Obviously, their luminosity is very low to the point that they don’t even emit any visible light. Their temperature ranges from 300 to 2,800 K and the mass is about 0.01 to 0.08 times that of the sun. They are likely to live for several trillions of years.

In terms of classification, they are in between the stars with very little mass and gas planets with the most mass. That amounts to 13 to 80 times the mass of Jupiter.

Binary Stars

When two stars rotate around one piece of mass, they are referred to as binary stars. About 50 percent of all the stars we know are in a group of a minimum of two binary stars. Polaris is an example of a star that is a part of such a system.

• Double Star: When you see two stars appearing very close to each other in the night sky, you are looking at a double star. They are not actually that close but look like that because they are in one line of sight from the Earth.

• Eclipsing Binary: When two stars look so close to each other that they look like one star, they are called an eclipsing binary. But they have different levels of brightness because at any given point in time, one of them is eclipsing the other. When we look at an eclipsing binary from the Earth, they look tilted such that we see the edge of their orbital plane.

• X-Ray Binary Star: This is a set of two stars where one of them is a collapsed celestial object like a black hole, a neutron star or a white dwarf which makes them special. The regular star falls into the collapsed one and produces X-rays because its matter gets stripped before the fall.

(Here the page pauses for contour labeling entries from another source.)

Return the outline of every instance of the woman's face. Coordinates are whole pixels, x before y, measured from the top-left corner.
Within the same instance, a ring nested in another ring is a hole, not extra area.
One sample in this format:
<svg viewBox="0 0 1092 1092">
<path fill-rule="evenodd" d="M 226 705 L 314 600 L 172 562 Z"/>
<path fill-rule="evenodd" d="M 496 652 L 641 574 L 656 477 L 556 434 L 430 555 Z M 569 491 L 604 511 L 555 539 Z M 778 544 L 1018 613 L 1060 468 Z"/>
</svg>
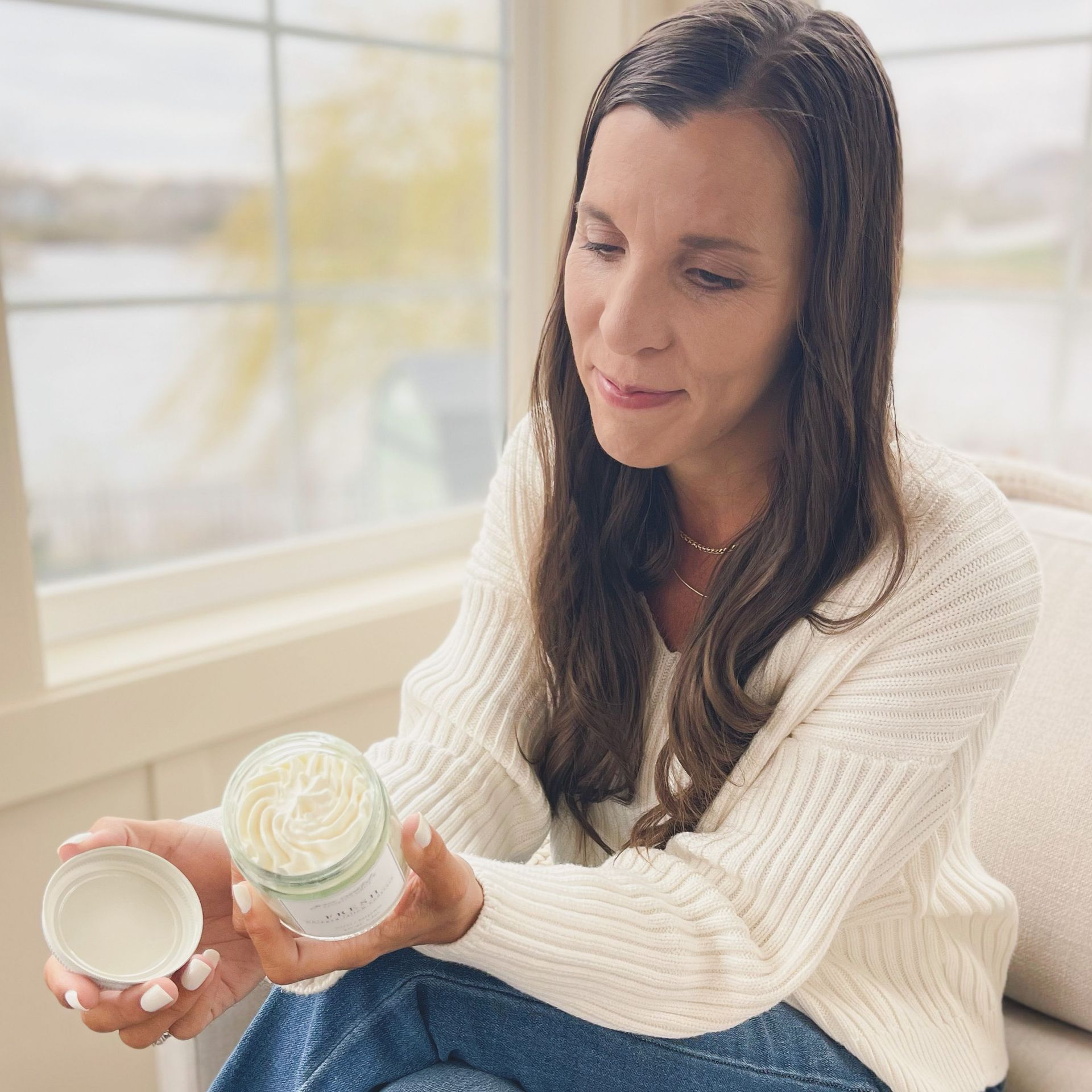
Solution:
<svg viewBox="0 0 1092 1092">
<path fill-rule="evenodd" d="M 668 129 L 627 105 L 603 119 L 566 258 L 565 312 L 612 458 L 700 474 L 773 454 L 783 391 L 773 380 L 803 285 L 796 187 L 788 150 L 757 115 L 704 114 Z M 621 406 L 603 376 L 676 393 Z"/>
</svg>

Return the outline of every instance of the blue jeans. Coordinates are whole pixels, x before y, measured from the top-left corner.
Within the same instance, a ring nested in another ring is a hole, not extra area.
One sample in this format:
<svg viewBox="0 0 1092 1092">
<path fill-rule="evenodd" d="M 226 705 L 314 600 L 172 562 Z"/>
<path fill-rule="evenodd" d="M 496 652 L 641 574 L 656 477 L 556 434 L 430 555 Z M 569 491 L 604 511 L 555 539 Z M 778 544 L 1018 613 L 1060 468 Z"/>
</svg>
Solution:
<svg viewBox="0 0 1092 1092">
<path fill-rule="evenodd" d="M 663 1038 L 581 1020 L 476 968 L 388 952 L 330 989 L 274 987 L 209 1092 L 891 1092 L 784 1002 Z M 986 1092 L 1004 1092 L 1005 1081 Z"/>
</svg>

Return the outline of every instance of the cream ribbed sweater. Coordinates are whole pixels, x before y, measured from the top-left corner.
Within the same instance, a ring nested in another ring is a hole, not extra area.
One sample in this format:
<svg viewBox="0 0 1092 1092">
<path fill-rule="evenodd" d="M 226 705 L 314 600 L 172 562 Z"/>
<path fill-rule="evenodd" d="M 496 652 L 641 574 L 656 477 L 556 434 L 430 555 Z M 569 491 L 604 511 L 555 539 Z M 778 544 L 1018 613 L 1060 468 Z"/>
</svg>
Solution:
<svg viewBox="0 0 1092 1092">
<path fill-rule="evenodd" d="M 1042 574 L 989 478 L 919 434 L 901 439 L 913 573 L 845 633 L 800 620 L 783 636 L 747 684 L 779 699 L 773 716 L 698 830 L 650 864 L 590 840 L 581 859 L 578 824 L 567 811 L 551 823 L 515 746 L 515 725 L 542 708 L 526 595 L 542 484 L 520 419 L 454 625 L 406 675 L 397 734 L 367 750 L 400 818 L 422 809 L 485 892 L 465 936 L 418 951 L 645 1035 L 700 1035 L 787 1001 L 894 1092 L 1001 1080 L 1017 904 L 974 855 L 970 797 L 1037 625 Z M 820 609 L 871 603 L 889 559 L 878 553 Z M 639 791 L 591 809 L 610 845 L 654 802 L 679 661 L 645 614 L 655 665 Z M 343 973 L 283 988 L 311 993 Z"/>
</svg>

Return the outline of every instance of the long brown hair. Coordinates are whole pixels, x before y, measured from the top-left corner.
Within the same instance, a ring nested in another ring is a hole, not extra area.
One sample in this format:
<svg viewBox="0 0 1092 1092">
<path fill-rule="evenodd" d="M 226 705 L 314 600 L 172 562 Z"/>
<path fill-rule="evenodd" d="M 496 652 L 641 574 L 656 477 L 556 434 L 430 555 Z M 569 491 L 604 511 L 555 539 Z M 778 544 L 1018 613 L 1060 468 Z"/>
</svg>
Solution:
<svg viewBox="0 0 1092 1092">
<path fill-rule="evenodd" d="M 749 109 L 778 127 L 806 202 L 810 269 L 786 355 L 783 441 L 764 509 L 721 555 L 679 650 L 657 803 L 625 846 L 662 848 L 692 830 L 776 702 L 744 687 L 798 619 L 823 632 L 871 615 L 907 553 L 892 399 L 902 263 L 902 153 L 891 87 L 860 28 L 804 0 L 710 0 L 651 27 L 601 80 L 587 110 L 571 203 L 603 118 L 637 104 L 666 126 L 696 111 Z M 545 717 L 534 765 L 608 854 L 591 805 L 634 798 L 654 637 L 638 596 L 667 579 L 678 510 L 664 467 L 607 455 L 591 420 L 565 317 L 565 259 L 532 381 L 529 414 L 544 473 L 531 569 Z M 899 452 L 901 460 L 901 449 Z M 883 541 L 891 577 L 857 615 L 815 610 Z M 522 750 L 522 745 L 521 745 Z M 681 785 L 674 764 L 689 775 Z"/>
</svg>

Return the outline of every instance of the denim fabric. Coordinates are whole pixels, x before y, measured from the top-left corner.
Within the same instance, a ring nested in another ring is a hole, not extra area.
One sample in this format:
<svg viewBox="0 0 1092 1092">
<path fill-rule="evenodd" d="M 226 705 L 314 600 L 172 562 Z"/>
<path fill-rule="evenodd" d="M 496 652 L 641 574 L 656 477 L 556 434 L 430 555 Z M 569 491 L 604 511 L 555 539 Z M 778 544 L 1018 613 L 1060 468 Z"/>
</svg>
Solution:
<svg viewBox="0 0 1092 1092">
<path fill-rule="evenodd" d="M 639 1076 L 637 1076 L 639 1075 Z M 782 1002 L 662 1038 L 581 1020 L 476 968 L 401 948 L 330 989 L 274 987 L 209 1092 L 891 1092 Z M 1005 1081 L 986 1092 L 1004 1092 Z"/>
</svg>

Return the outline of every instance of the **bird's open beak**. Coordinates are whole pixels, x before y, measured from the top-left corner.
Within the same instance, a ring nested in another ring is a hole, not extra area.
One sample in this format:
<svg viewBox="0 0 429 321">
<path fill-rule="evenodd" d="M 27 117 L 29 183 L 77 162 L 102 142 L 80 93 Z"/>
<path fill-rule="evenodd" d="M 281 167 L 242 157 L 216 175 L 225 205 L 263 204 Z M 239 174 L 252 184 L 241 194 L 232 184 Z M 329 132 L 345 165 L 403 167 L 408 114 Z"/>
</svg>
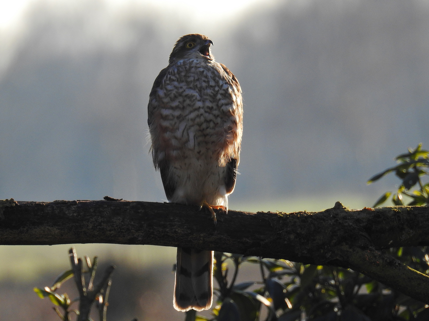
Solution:
<svg viewBox="0 0 429 321">
<path fill-rule="evenodd" d="M 213 42 L 211 40 L 208 39 L 206 41 L 205 43 L 201 46 L 201 48 L 199 48 L 200 53 L 203 56 L 210 58 L 210 51 L 209 48 L 210 47 L 211 44 L 213 44 Z"/>
</svg>

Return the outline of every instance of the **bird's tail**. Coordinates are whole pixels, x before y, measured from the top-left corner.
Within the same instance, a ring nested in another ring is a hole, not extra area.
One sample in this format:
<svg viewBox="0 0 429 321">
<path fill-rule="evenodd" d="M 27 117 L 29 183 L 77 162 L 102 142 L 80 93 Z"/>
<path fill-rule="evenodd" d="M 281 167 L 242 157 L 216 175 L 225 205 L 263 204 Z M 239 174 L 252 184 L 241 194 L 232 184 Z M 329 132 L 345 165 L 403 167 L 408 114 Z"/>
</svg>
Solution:
<svg viewBox="0 0 429 321">
<path fill-rule="evenodd" d="M 177 248 L 173 306 L 179 311 L 208 310 L 213 302 L 213 252 Z"/>
</svg>

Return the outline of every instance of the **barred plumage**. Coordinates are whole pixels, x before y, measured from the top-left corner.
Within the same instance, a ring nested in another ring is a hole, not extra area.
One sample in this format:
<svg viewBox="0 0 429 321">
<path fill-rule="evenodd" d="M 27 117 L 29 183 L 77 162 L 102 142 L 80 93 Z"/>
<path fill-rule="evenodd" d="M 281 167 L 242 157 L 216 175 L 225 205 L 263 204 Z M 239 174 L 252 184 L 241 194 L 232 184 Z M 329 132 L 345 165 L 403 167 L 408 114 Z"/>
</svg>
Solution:
<svg viewBox="0 0 429 321">
<path fill-rule="evenodd" d="M 199 34 L 178 40 L 151 91 L 148 123 L 154 165 L 169 201 L 227 209 L 239 162 L 242 101 L 238 81 L 214 61 L 211 44 Z M 212 252 L 179 248 L 177 253 L 175 308 L 209 309 Z"/>
</svg>

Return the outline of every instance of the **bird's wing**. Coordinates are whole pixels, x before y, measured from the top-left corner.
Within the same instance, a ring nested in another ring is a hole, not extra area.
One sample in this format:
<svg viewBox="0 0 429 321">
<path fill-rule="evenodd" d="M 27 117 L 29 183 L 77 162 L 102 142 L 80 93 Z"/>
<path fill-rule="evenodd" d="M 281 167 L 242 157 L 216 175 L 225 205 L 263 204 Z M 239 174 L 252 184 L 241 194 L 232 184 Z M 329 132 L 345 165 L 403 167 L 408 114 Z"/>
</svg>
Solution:
<svg viewBox="0 0 429 321">
<path fill-rule="evenodd" d="M 239 159 L 232 158 L 227 163 L 227 170 L 225 173 L 225 187 L 227 190 L 227 194 L 230 194 L 234 191 L 234 188 L 236 186 L 236 179 L 237 178 L 237 167 L 239 162 L 240 156 Z"/>
<path fill-rule="evenodd" d="M 162 85 L 163 81 L 168 73 L 169 67 L 161 70 L 155 79 L 153 86 L 152 86 L 152 89 L 151 90 L 151 93 L 149 94 L 149 103 L 148 104 L 148 125 L 149 126 L 152 142 L 152 146 L 151 147 L 152 151 L 152 158 L 155 168 L 159 169 L 161 173 L 161 179 L 162 180 L 166 196 L 168 200 L 170 200 L 174 194 L 176 184 L 171 176 L 169 175 L 170 164 L 168 160 L 165 157 L 159 157 L 160 151 L 158 150 L 157 148 L 156 142 L 159 140 L 159 133 L 158 133 L 158 131 L 160 129 L 156 128 L 154 115 L 157 109 L 160 106 L 157 91 Z"/>
</svg>

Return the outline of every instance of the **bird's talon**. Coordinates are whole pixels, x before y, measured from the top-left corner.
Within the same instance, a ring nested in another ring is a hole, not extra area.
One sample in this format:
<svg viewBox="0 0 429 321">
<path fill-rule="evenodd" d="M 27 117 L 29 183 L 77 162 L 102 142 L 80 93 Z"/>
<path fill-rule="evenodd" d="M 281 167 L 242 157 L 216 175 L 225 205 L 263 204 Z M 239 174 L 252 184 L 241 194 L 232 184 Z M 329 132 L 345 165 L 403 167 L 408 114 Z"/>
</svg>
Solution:
<svg viewBox="0 0 429 321">
<path fill-rule="evenodd" d="M 218 224 L 218 220 L 216 218 L 216 213 L 213 211 L 213 209 L 218 209 L 220 208 L 223 209 L 224 206 L 222 205 L 210 205 L 205 200 L 203 200 L 201 202 L 201 206 L 199 207 L 199 210 L 201 210 L 202 207 L 206 207 L 210 211 L 210 213 L 211 213 L 211 218 L 213 220 L 213 222 L 214 223 L 214 226 L 216 226 Z"/>
</svg>

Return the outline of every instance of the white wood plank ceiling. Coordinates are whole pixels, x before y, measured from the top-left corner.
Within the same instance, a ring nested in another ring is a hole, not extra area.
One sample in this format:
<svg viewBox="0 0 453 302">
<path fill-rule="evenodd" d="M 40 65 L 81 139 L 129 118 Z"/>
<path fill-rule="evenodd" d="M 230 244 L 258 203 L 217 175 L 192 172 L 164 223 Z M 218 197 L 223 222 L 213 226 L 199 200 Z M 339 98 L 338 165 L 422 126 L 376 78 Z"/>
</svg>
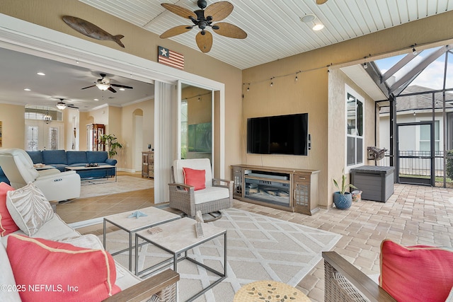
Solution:
<svg viewBox="0 0 453 302">
<path fill-rule="evenodd" d="M 158 35 L 176 25 L 192 25 L 166 11 L 161 3 L 198 9 L 196 0 L 79 1 Z M 208 1 L 208 6 L 213 2 Z M 212 48 L 207 54 L 241 69 L 453 9 L 453 0 L 328 0 L 321 5 L 315 0 L 229 2 L 234 9 L 224 21 L 242 28 L 248 37 L 237 40 L 214 33 Z M 300 21 L 306 14 L 314 14 L 325 28 L 314 31 L 313 22 Z M 171 39 L 198 50 L 195 37 L 199 30 L 194 28 Z M 165 40 L 161 45 L 165 46 Z"/>
</svg>

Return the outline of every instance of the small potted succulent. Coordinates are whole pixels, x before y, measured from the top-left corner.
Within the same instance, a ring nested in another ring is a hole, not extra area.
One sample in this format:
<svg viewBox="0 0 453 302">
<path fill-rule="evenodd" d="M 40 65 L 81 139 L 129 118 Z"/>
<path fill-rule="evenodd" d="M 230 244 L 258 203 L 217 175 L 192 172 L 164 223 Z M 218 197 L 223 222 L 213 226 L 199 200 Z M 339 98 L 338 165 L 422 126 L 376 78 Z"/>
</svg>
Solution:
<svg viewBox="0 0 453 302">
<path fill-rule="evenodd" d="M 352 184 L 346 184 L 346 175 L 345 174 L 345 169 L 342 170 L 341 176 L 341 186 L 338 185 L 338 182 L 336 180 L 333 180 L 333 185 L 338 189 L 338 191 L 333 192 L 333 204 L 335 207 L 339 209 L 347 209 L 351 207 L 352 204 L 352 194 L 349 192 L 346 192 L 346 189 L 352 187 L 353 189 L 357 189 Z"/>
</svg>

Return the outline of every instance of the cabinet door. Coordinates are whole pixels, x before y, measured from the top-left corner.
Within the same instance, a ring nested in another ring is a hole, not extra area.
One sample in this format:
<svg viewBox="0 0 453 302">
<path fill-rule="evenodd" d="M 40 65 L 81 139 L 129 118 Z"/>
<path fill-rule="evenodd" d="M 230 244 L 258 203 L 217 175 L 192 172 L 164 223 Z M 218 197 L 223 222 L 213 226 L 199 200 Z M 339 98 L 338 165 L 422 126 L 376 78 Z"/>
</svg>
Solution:
<svg viewBox="0 0 453 302">
<path fill-rule="evenodd" d="M 243 186 L 243 169 L 238 167 L 233 167 L 233 196 L 235 197 L 243 197 L 242 196 L 242 187 Z"/>
<path fill-rule="evenodd" d="M 154 178 L 154 153 L 150 152 L 148 155 L 148 177 Z"/>
<path fill-rule="evenodd" d="M 148 153 L 142 153 L 142 176 L 148 176 Z"/>
<path fill-rule="evenodd" d="M 293 190 L 294 211 L 311 215 L 310 175 L 309 174 L 294 174 Z"/>
</svg>

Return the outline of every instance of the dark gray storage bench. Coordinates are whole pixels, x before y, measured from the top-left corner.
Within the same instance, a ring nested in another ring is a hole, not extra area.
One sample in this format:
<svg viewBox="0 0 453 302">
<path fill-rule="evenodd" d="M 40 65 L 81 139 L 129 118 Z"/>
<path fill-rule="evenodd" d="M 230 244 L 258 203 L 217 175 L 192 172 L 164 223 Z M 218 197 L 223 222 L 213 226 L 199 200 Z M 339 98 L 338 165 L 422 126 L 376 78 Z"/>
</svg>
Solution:
<svg viewBox="0 0 453 302">
<path fill-rule="evenodd" d="M 362 199 L 385 202 L 394 194 L 395 167 L 362 165 L 350 170 L 351 183 L 362 191 Z"/>
</svg>

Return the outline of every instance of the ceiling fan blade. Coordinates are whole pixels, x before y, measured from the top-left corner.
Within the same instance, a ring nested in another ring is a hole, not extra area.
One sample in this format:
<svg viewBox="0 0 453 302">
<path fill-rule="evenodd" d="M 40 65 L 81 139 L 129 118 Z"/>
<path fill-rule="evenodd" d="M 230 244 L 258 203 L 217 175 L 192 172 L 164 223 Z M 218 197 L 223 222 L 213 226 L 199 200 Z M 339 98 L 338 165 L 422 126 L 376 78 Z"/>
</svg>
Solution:
<svg viewBox="0 0 453 302">
<path fill-rule="evenodd" d="M 190 11 L 188 9 L 181 7 L 178 5 L 171 4 L 169 3 L 162 3 L 161 4 L 161 5 L 173 13 L 175 13 L 183 18 L 190 19 L 190 17 L 193 17 L 195 19 L 197 18 L 197 15 L 195 14 L 195 13 L 194 13 L 193 11 Z"/>
<path fill-rule="evenodd" d="M 166 37 L 173 37 L 181 33 L 186 33 L 192 29 L 192 26 L 189 25 L 179 25 L 170 28 L 168 30 L 159 35 L 161 39 L 165 39 Z"/>
<path fill-rule="evenodd" d="M 96 85 L 91 85 L 91 86 L 84 87 L 82 89 L 91 88 L 91 87 L 94 87 L 94 86 L 96 86 Z"/>
<path fill-rule="evenodd" d="M 218 26 L 218 28 L 216 25 Z M 234 37 L 235 39 L 245 39 L 247 37 L 247 33 L 233 24 L 227 23 L 226 22 L 219 22 L 215 23 L 214 26 L 212 26 L 212 29 L 219 35 L 228 37 Z"/>
<path fill-rule="evenodd" d="M 205 33 L 205 35 L 202 33 Z M 209 52 L 212 47 L 212 34 L 207 30 L 200 31 L 197 34 L 195 41 L 202 52 Z"/>
<path fill-rule="evenodd" d="M 127 88 L 127 89 L 134 89 L 133 87 L 126 86 L 125 85 L 120 85 L 120 84 L 110 84 L 110 86 L 120 87 L 122 88 Z"/>
<path fill-rule="evenodd" d="M 228 17 L 233 8 L 233 4 L 226 1 L 213 3 L 205 9 L 205 17 L 210 16 L 213 21 L 219 21 Z"/>
</svg>

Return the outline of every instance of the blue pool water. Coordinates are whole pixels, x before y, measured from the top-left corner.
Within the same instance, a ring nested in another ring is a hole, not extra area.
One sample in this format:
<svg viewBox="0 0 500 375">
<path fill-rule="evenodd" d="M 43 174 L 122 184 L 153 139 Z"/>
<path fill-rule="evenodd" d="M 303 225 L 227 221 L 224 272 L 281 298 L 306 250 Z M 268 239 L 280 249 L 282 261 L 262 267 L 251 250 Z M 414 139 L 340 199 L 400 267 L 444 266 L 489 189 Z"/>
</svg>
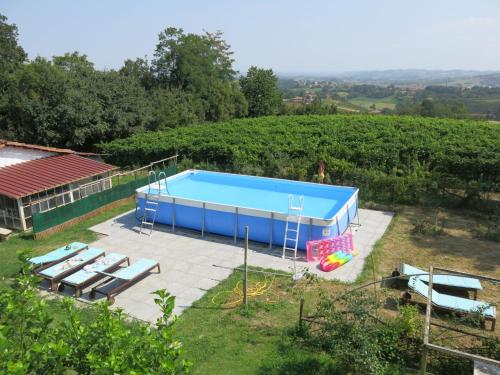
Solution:
<svg viewBox="0 0 500 375">
<path fill-rule="evenodd" d="M 157 195 L 160 193 L 159 196 Z M 299 248 L 309 239 L 342 233 L 357 214 L 358 189 L 282 179 L 190 170 L 137 190 L 144 208 L 146 194 L 159 200 L 156 221 L 282 245 L 288 197 L 304 198 Z"/>
</svg>

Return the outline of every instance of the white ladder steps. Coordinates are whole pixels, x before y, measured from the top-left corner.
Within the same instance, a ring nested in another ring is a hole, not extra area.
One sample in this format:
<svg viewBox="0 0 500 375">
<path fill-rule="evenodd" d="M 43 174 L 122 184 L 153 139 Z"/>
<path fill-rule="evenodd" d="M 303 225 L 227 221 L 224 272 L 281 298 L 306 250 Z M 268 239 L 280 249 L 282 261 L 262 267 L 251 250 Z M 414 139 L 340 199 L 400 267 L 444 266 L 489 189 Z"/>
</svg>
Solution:
<svg viewBox="0 0 500 375">
<path fill-rule="evenodd" d="M 302 220 L 302 211 L 304 209 L 304 196 L 299 196 L 298 201 L 299 205 L 294 206 L 294 196 L 292 194 L 288 196 L 288 215 L 286 217 L 285 236 L 283 240 L 283 259 L 285 259 L 287 251 L 293 251 L 293 259 L 297 259 L 300 222 Z M 295 224 L 295 226 L 293 224 Z M 293 247 L 291 247 L 292 244 Z"/>
<path fill-rule="evenodd" d="M 163 172 L 160 172 L 161 176 Z M 149 236 L 153 234 L 153 228 L 155 225 L 156 221 L 156 213 L 158 212 L 158 201 L 160 199 L 161 195 L 161 185 L 160 185 L 160 179 L 158 178 L 158 192 L 156 194 L 151 193 L 151 179 L 153 179 L 153 183 L 156 182 L 156 172 L 155 171 L 150 171 L 148 175 L 148 193 L 146 194 L 146 201 L 144 202 L 144 209 L 143 209 L 143 215 L 142 215 L 142 220 L 141 220 L 141 227 L 139 228 L 139 234 L 143 233 L 144 227 L 149 227 Z M 148 215 L 149 213 L 149 215 Z"/>
</svg>

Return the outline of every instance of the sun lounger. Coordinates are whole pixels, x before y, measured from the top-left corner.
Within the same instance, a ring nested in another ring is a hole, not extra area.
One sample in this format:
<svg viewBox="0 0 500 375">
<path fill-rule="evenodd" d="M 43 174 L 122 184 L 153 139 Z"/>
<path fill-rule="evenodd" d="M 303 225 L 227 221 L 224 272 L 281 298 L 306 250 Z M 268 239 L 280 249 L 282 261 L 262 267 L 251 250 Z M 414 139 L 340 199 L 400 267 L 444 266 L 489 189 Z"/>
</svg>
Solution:
<svg viewBox="0 0 500 375">
<path fill-rule="evenodd" d="M 44 268 L 41 271 L 36 271 L 36 274 L 50 282 L 51 290 L 57 290 L 61 279 L 64 279 L 69 274 L 82 269 L 87 264 L 92 263 L 94 260 L 102 257 L 103 255 L 104 250 L 91 247 L 69 259 L 64 260 L 63 262 L 54 264 L 49 268 Z"/>
<path fill-rule="evenodd" d="M 127 262 L 127 264 L 130 265 L 130 261 L 127 256 L 117 253 L 111 253 L 106 255 L 104 258 L 99 258 L 94 263 L 87 264 L 80 271 L 62 279 L 59 284 L 59 291 L 62 292 L 66 285 L 71 286 L 75 288 L 75 297 L 78 298 L 81 296 L 83 288 L 104 277 L 104 275 L 99 272 L 114 271 L 124 262 Z"/>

• Cepheid Variable Star: Now, this one is called a variable star because the stars in this setting have different levels of luminosity. Cepheid variables are known to pulsate in terms of their size regularly and also change their brightness accordingly. When the size of the star increases, the brightness levels decrease and vice versa.

This variation might not be permanent and the fluctuations might happen only when one of the stars is unstable for a specific period of time. Two well-known examples of Cepheids are Delta Cephei and Polaris.

The Bottom Line

For all that we know about stars, there is a lot we don’t know because the truth of the matter is, that the universe is ever-expanding. But if you have a telescope and would like to travel the sky on a clear night, you might be thrilled to be able to name some of the many types of stars you spot.